As a foodie, I love to eat, cook, and think about food, and my writing and reading reflect this love. (Some might call it an obsession, and they wouldn’t be too far off.) However, I came of age in the 1970s, when the environmental movement was bursting forth, and I caught the environmental bug in my early teens. It has been with me ever since, and writing and the environment have been twin concerns for all of my adult life. A love of food, of course, fits perfectly with environmentalism because all food comes from Earth, and how we harvest, hunt, fish, and farm has a tremendous effect, often for ill, on the environment. With so many of us on the planet—over 6 billion and rising—the issue of how to feed everyone without destroying the environment becomes ever more important. When you add in our complete dependence on oil—from fertilizers to harvesting to transportation—it doesn’t take long to realize that food, along with energy and manufacturing, is at the center of all things environmental. As Mark Bittman might put it, food matters.
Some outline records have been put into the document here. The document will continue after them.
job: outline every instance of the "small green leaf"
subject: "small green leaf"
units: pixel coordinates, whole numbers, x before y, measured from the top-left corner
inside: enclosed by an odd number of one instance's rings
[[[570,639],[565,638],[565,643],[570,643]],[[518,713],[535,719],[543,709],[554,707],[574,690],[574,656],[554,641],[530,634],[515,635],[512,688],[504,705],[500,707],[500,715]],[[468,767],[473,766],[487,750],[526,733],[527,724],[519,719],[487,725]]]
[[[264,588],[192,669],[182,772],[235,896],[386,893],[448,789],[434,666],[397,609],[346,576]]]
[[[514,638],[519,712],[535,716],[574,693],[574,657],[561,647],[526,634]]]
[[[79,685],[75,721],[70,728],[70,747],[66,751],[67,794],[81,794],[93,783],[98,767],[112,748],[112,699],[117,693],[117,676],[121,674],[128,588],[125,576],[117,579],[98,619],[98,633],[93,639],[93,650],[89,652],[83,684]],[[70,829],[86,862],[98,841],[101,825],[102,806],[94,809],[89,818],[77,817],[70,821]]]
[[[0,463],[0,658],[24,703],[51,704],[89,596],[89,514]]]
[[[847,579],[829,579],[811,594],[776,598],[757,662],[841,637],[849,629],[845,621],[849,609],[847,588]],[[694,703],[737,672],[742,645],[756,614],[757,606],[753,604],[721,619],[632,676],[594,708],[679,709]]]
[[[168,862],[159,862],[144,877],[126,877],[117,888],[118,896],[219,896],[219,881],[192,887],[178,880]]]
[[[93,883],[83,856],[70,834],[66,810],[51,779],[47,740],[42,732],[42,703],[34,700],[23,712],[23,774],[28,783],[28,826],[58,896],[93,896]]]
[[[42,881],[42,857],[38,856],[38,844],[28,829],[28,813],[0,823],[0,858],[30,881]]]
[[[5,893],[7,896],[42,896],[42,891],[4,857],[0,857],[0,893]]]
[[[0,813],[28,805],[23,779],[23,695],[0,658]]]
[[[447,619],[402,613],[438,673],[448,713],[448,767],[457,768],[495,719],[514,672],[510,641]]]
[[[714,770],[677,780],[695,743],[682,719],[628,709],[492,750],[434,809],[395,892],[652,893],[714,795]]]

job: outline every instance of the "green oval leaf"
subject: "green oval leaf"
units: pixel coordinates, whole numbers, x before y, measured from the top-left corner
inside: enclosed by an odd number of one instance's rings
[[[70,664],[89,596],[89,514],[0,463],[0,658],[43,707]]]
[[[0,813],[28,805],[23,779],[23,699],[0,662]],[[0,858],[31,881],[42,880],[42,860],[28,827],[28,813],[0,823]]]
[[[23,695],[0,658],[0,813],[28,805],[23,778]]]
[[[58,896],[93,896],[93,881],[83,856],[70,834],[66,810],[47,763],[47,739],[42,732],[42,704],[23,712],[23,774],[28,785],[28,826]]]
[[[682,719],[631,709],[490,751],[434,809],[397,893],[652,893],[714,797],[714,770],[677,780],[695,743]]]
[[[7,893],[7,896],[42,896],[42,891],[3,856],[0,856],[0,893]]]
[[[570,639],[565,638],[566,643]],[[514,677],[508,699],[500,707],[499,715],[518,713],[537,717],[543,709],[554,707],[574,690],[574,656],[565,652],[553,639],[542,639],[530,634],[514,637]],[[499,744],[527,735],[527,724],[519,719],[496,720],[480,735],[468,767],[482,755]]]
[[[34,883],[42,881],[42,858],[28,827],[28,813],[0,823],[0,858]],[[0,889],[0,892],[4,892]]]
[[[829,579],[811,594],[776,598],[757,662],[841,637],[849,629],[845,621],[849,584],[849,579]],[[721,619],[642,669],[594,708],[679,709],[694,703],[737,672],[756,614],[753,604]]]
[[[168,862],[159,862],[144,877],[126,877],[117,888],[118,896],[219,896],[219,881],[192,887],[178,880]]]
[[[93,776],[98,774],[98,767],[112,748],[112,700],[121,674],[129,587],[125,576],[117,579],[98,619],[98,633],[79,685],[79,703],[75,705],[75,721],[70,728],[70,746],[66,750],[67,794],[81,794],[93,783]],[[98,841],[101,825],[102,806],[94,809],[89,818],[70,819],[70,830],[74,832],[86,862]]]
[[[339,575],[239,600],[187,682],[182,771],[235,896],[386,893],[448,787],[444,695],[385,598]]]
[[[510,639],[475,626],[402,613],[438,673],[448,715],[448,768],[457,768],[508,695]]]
And, by extension, what we eat matters, not only for our own health but for the health of the planet as well.
This year marks the fortieth anniversary of Earth Day, which was started by Senator Gaylord Nelson on April 22, 1970 and was conceived as an environmental “teach-in” to expand environmental awareness and perhaps even come up with some solutions to problems of the times—polluted rivers, smog, and DDT. Gaylord and the other Earth Day organizers were unprepared for the response—“20 million demonstrators and the thousands of schools and local communities that participated.” (Here is a link to a piece written by Senator Nelson about the first Earth Day.)
My husband, Clif, and I are lucky enough to live in a town—Winthrop—that will be sponsoring Earth Week activities (April 17th to April 24th), from movies to gardening seminars to a public supper featuring food from local farms. A community garden is in the works. Clif and I are thrilled, and we will be participating in many of these activities. (Here is a link to the town of Winthrop’s website and the list of Earth Week events.) Naturally, I’ll be writing about some of these events, and perhaps Clif will take some photos. And you can be sure I’ll be thinking about local and organic food even more than I usually do, which is quite a lot of the time.
It might even be fun to plan a mostly local dinner each night during Earth Week. As Ali from the blog Henbogle put it in a recent comment on one of my posts, “Don’t forget the incredible locally made cheeses, the good Maine butter, maple syrup on whatever is to hand…” No, indeed, and these ingredients are certainly a good basis for a mostly local dinner menu.
I’ll be planning and posting. What better way to celebrate Earth Week than with local food?